A crescente demanda europeia por gás natural liquefeito (GNL) para compensar a perda de gás canalizado russo elevou os preços da commodity para além do alcance de muitos compradores em regiões de baixa renda, como o sul e o sudeste da Ásia, levando alguns deles de volta a uma alta dependência do carvão, dizem agentes do setor.
“Obviamente, a Europa precisa pegar o máximo de gás que puder, porque perdeu todo o gás do gasoduto da Rússia”, disse Russell Hardy, executivo-chefe (CEO) da Vitol, a maior comercializadora independente de energia do mundo, na conferência Energy Asia 2023 em Kuala Lumpur.
“A sede da Europa por GNL tirou parte do suprimento permanente da Ásia, além de todo o novo suprimento dos Estados Unidos, e absorveu tudo”, disse Hardy na segunda-feira, dia de abertura do evento. “A Ásia ainda estará acessando GNL em 2023, mas o preço será muito mais alto.”
Os preços spot asiáticos de GNL caíram de seu recorde de US$ 70 por milhão de unidades térmicas britânicas (Btu) em agosto passado. Os preços de referência do Japão/Coreia Marker (JKM) tiveram uma média de US$ 18 por milhão de Btu entre janeiro e março, de acordo com a Agência Internacional de Energia, e caíram ainda mais nas últimas semanas. Mas os preços continuam historicamente altos e podem subir novamente se o inverno na Europa for mais rigoroso do que no ano passado, quando foi ameno.
Hardy disse que os altos preços estão suprimindo o consumo de GNL da Ásia, que deve aumentar de 252 milhões de toneladas em 2022 para 260 milhões de toneladas este ano – ainda abaixo de 272 milhões de toneladas em 2021.

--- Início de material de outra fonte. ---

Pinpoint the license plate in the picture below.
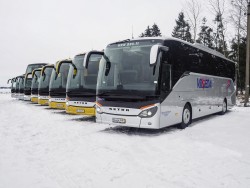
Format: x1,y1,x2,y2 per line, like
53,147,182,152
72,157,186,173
76,109,84,112
112,118,126,123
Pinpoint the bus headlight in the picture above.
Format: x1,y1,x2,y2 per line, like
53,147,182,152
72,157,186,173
95,105,102,114
139,106,158,118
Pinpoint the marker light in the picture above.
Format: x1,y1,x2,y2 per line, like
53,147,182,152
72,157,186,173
139,106,158,118
95,105,102,114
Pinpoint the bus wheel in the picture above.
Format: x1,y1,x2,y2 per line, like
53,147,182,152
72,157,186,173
220,99,227,115
179,104,192,129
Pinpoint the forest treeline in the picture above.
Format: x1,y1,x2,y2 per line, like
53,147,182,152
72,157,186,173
139,0,248,91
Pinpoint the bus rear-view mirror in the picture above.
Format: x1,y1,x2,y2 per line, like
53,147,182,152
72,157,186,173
150,44,169,65
83,51,104,69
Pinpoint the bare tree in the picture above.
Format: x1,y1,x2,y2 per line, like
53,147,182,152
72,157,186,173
184,0,201,42
208,0,227,55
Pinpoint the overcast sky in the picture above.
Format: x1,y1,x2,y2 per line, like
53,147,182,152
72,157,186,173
0,0,232,86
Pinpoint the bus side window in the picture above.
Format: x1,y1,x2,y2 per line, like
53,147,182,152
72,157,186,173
161,63,172,92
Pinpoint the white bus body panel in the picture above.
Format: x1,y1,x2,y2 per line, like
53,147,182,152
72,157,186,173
66,100,95,108
96,73,236,129
23,95,30,101
160,73,236,127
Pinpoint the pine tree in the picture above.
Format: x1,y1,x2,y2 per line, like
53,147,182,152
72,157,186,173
229,37,247,92
196,17,214,49
144,26,152,37
151,23,161,37
172,12,193,42
214,14,227,55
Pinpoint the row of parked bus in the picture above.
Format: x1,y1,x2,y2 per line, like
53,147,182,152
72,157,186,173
8,38,236,129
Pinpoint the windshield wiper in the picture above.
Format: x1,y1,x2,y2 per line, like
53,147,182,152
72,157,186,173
109,39,130,45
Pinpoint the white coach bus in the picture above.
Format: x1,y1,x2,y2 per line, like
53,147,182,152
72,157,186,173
84,38,236,129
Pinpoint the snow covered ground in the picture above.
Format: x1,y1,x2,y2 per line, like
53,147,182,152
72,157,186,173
0,94,250,188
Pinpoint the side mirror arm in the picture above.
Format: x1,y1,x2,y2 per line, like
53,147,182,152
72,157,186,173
83,51,104,69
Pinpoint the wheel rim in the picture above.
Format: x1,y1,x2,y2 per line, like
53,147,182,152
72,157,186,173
222,101,227,112
183,109,191,124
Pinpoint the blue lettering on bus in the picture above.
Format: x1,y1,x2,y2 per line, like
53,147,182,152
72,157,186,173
197,78,212,89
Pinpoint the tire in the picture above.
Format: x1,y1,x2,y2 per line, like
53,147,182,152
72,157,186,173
178,104,192,129
220,99,227,115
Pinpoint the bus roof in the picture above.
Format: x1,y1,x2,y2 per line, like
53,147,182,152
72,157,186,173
28,63,47,66
109,37,236,64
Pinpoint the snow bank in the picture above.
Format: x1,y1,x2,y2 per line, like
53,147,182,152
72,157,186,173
0,94,250,188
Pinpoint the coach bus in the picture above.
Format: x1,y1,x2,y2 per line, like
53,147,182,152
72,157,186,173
7,78,16,98
30,68,42,103
38,64,55,105
16,75,24,100
84,38,236,129
49,59,72,110
58,54,102,116
24,63,46,101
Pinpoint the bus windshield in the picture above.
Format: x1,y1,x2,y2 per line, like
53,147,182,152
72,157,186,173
19,77,24,91
39,67,53,89
31,71,41,89
97,40,161,97
49,64,69,91
26,63,46,74
67,55,101,95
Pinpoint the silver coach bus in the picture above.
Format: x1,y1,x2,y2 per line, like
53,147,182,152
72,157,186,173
84,38,236,129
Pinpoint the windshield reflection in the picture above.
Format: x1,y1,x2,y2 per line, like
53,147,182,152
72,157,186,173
67,54,101,95
97,40,160,97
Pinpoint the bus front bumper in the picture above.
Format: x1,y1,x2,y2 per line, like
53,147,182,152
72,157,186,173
30,97,38,103
49,101,66,110
38,98,49,106
66,105,95,116
96,113,160,129
23,95,30,101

“A Ásia está acessando hoje menos gás do que poderia acessar em 2021”, disse ele. “Esse é um tipo de indicação de desigualdade.”
A Europa evitou uma crise de energia no inverno passado com novos suprimentos de GNL dos Estados Unidos e do Catar, que emergiram como os dois maiores fornecedores de gás do mundo, já que a Rússia reduziu drasticamente seu fornecimento de gás para a Europa após a invasão da Ucrânia.
Os palestrantes da conferência, no entanto, enfatizaram que uma crise de GNL atingiu alguns mercados de baixa renda.
“A mensagem dos formuladores de políticas europeus é: ‘Lidamos bem com essa situação, evitamos apagões'”, disse Michael Stoppard, líder de estratégia global de gás da S&P Global. “Mas, na verdade, houve apagões. Os apagões ocorreram em certos mercados da Ásia, particularmente no sul da Ásia, onde o GNL foi desviado para os mercados europeus que pagam mais.”
Patrick Pouyanne, CEO da petroleira francesa TotalEnergies, disse que a Ásia em geral tem sido fundamental para o crescimento do mercado global de GNL. Visto como um combustível para a transição energética, antes das recentes perturbações do mercado, o consumo de GNL vinha aumentando na região, enquanto tentava reduzir sua forte dependência do carvão.
“E então a Europa pegou um pouco de GNL de Bangladesh, Vietnã, Tailândia e os preços subiram”, disse Pouyanne. “Nós pressionamos esses países a precisar de mais carvão.”
“Espero que a Europa tenha um inverno menos rigoroso, ou não haverá outro jeito a não ser tirar mais energia da Ásia”, disse ele.
Octavio Simões, CEO da produtora de gás natural americana Tellurian, disse que Paquistão, Sri Lanka, Indonésia e até mesmo o Japão e a Coreia do Sul queimaram muito mais carvão devido à privação de suprimentos acessíveis de GNL.
“E alguns países como o Paquistão estão abandonando completamente sua estratégia de gás natural de longo prazo e decidindo desenvolver suas reservas de carvão”, disse Simões na terça-feira.
Tengku Muhammad Taufik, CEO do grupo da petrolífera estatal malaia Petronas, levantou na segunda-feira preocupações sobre a sustentabilidade a longo prazo do fornecimento de gás natural na região com a atual situação de “subinvestimento” no setor de petróleo e gás.
Ele disse que algumas instituições financeiras temem que o dinheiro investido em projetos de petróleo e gás seja capital ocioso. Enquanto isso, como disseram outros participantes do setor, os desenvolvimentos de energia renovável e os esforços de descarbonização entre as empresas de energia na Ásia não progrediram tão rápido quanto o esperado.